Britain’s politicians, of all parties, are terrific at dreaming up memorable phrases alluding to our technological and manufacturing greatness.
The late, great Harold Wilson came up with the ‘white heat of technology’ way back in 1963.
Since then, we have had all manner of slogans ranging from Tony Blair’s ‘Cool Britannia’ to George Osborne’s ‘march of the makers’. The current Chancellor Jeremy Hunt has promised to ‘turn Britain into the world’s next Silicon Valley’ and Labour leader Keir Starmer endlessly promotes his ‘green new deal’.
Yet in spite of Britain being home to at least four of the world’s top research universities and the biggest draw for high tech, AI and biotech investment in Europe, poor productivity and wasteful deployment of the nation’s creative capacity means that we are slowly slipping down the global league table of output per capita – the wealth created by each citizen.
Among the many reasons for this happening is the extreme finance which drives our economy. It may have given us the roaring success of the City of London – UK financial and professional services lead the world – but it has seriously dented our industrial, innovative and technological capacity.
Dinky-toy colourful vans: Ocado is a technology, software and robotic trailblazer, bringing its inventiveness to shopping chains across the globe
None of the ambitions spelled out in the slick politicians’ phrases have fully come to fruition and, if history is any guide, Starmer’s green revolution, at a projected cost reaching £28billion a year, will go the same way.
The stop-start of the UK’s biggest infrastructure project, the visionary HS2 high-speed railway linking Euston to Birmingham and the North, is a case in point.
In the last few days, we have seen another bit of British technology put to the sword. Short-sellers of shares decided some time ago that the much vaunted ambition of robotic retailing platform Ocado has been overhyped, sending the stock into the doldrums. Yes, the company did run up losses of £500m last year, and its retail UK partnership with Marks & Spencer so far has failed to shoot out the lights.
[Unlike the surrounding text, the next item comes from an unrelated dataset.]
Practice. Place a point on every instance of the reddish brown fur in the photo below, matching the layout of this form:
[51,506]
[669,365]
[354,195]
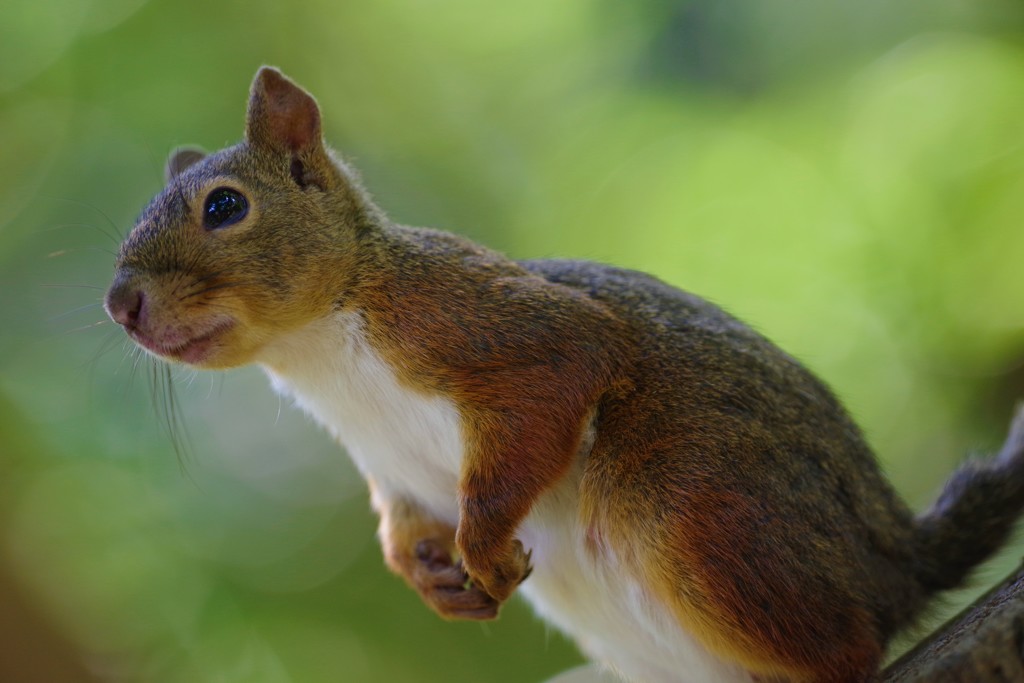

But we should not forget that Ocado is a fantastic tech success story.
Its Customer Fulfilment Centres are being sold across the globe from darkest Peru to North America.
The earnings for Tim Steiner’s creation will come, but as with all tech platforms – Amazon is the most shining example – it won’t just happen. It takes time.
That is why our politicians, asset managers, and those who genuinely believe that the UK could be its own Silicon Valley, should be greatly troubled by the unstable rally in Ocado shares. It doesn’t very much matter whether the suitor turns out to be Amazon or anyone else.
This is not a deal which should be allowed to happen. Indeed, Ocado’s second biggest investor, fund manager Baillie Gifford, which runs the popular Scottish Mortgage Investment Trust (SMIT) and has a hefty 12 per cent holding, is already expressing its concern. It argues that Ocado is ‘addressing a very big market opportunity’ and suggests it would be a ‘dreadful shame’ if one of our leading listed tech companies were to fall into unsuitable hands, given its vast potential.
We have been here many times before. In spite of the high flown rhetoric, and the recent safety shelter offered by the National Security & Investment Act, our leaders sadly have refused to recognise how they are marching Britain down the tech hill.
Readers of these pages will be more than familiar with the sad fate of Cambridge-based pioneer Arm Holdings, which could have been the basis for making the UK a semi-conductor and AI superpower.
Theresa May’s feeble administration presided over the nuptials which made it a global orphan, while a rival, the US’s Nvidia, achieved a $1trillion valuation.
The FTSE 100 is in acute danger of becoming a tech wasteland following the desertions of such firms as industrial software leader Aveva, aerospace pioneer Cobham and satellite champion Inmarsat, which was sold to American rival Viasat this year.
Middle-income UK households may see Ocado as the online grocer with the dinky-toy colourful vans that patrol the streets of suburbia. The truth is that it is a technology, software and robotic trailblazer, bringing its inventiveness to shopping chains across the globe from Kroger in the US, to Casino in France and Sobeys in Canada.
It would be tech vandalism if it were sold to Amazon, or any overseas predator.